Hintenberger never expected she’d go vegan, but severe health issues made her desperate for a change.

“I started this journey because I was sick of being sick,” she said. “I had symptoms that lasted weeks that turned into months that turned into years.”

Her symptoms included bloating, constipation, acne and itchiness, light-headedness, lethargy, and sleep paralysis, along with other digestive issues.

At one point, she was traveling with a client and was in so much pain she was unable to eat normal meals and resorted to boiling prunes to try to get some nutrients and calories.

“I just wanted to rip my skin off. I hated being in my own body,” she said.

A doctor said her issues were related to stress but also poor digestion and recommended an elimination diet.

Hintenberger gradually cut out potential trigger foods, realizing that dairy, meat, and gluten had been worsening her symptoms.

At first, she was concerned about getting enough protein, but Hintenberger found that she didn’t need as much as she thought to thrive.

“Plants have all the protein you need to be strong, to be healthy, to be competitive,” she said.

She stopped tracking nutrients and focused on eating what seemed to work best for her body, prompting a big improvement in her kidney issues, which can be exacerbated by eating too much protein.

Quitting fad diets helped her lose weight and boost her performance

Earlier in her life, Hintenberger struggled with food addiction and binge eating.

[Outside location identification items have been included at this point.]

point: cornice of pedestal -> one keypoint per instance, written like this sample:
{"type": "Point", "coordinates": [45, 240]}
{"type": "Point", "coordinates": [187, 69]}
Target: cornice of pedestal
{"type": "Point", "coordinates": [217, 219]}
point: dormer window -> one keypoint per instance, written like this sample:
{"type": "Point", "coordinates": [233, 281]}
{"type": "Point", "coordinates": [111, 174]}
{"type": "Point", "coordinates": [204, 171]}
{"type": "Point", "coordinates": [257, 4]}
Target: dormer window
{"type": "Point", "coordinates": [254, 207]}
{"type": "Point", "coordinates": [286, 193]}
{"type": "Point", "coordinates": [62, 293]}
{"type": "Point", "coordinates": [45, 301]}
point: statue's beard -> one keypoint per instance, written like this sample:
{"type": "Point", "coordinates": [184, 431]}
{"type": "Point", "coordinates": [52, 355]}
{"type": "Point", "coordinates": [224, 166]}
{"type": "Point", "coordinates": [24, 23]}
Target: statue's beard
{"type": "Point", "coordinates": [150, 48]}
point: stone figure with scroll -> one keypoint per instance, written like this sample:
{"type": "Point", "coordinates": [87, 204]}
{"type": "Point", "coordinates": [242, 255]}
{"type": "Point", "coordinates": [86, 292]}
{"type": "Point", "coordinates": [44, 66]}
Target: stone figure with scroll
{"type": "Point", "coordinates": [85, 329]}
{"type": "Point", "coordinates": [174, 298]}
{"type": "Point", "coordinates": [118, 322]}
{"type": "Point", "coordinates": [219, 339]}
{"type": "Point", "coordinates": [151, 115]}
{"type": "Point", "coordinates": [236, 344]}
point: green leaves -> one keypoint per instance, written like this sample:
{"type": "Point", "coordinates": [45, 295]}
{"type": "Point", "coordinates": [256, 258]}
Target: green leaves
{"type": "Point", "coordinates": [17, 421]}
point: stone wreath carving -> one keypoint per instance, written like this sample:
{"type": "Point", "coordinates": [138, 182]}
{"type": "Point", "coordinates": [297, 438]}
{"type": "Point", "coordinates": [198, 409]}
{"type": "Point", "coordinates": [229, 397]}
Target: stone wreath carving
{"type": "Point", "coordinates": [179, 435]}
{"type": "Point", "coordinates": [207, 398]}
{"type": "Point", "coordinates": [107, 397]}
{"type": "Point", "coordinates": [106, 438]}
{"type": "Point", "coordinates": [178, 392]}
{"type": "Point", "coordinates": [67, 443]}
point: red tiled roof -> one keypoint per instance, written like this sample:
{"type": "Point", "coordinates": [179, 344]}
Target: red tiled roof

But following a strict high-protein, low-carb diet along with an intense exercise schedule didn’t seem to help.

“No matter how much I trained or how healthy I ate, I was always gaining weight,” she said.

It was only by letting go of her weight loss efforts that Hintenberg saw the changes she was looking for.

Focusing on meeting her nutritional needs and switching to a plant-based diet eventually helped her lose more than 70 pounds.

Jennifer Hintenberger said that as soon as she stopped trying to lose weight and focused on a plant-based diet, she felt healthier and eventually dropped 70 pounds.
Courtesy of Jennifer Hintenberger

“The most powerful thing was changing the way I ate. When I finally stopped eating to lose weight, I lost weight,” Hintenberger said. “Now I don’t care about my size, I care if I have energy.”

She eats lots of fruit for better energy and performance

When she was on fad diets, Hintenberger used to avoid fruit, fearing the sugar and carbs would cause health issues and weight gain.

“I was afraid of fruit, told to eat high-protein and low-carb, that fruit is the devil,” she said.

As a world champion in kettlebell sport, she now eats as many as 20 servings of fruit a day.

Her typical day of eating includes a green smoothie, bananas, mangos, cherries, and often lots of watermelon as a snack. She rounds out her nutritional needs with her staple energy balls made from almond butter and vegan chocolate chips. Later in the day, she has hearty vegan dinners like curry, tacos, or Thai food.

Hintenberger said eating a plant-based diet has helped her recover more quickly from exercise, and continue gaining strength so she can stay at the top of her sport.

“I’m never one to push veganism, but I genuinely want to be an example of health as we age,” she said.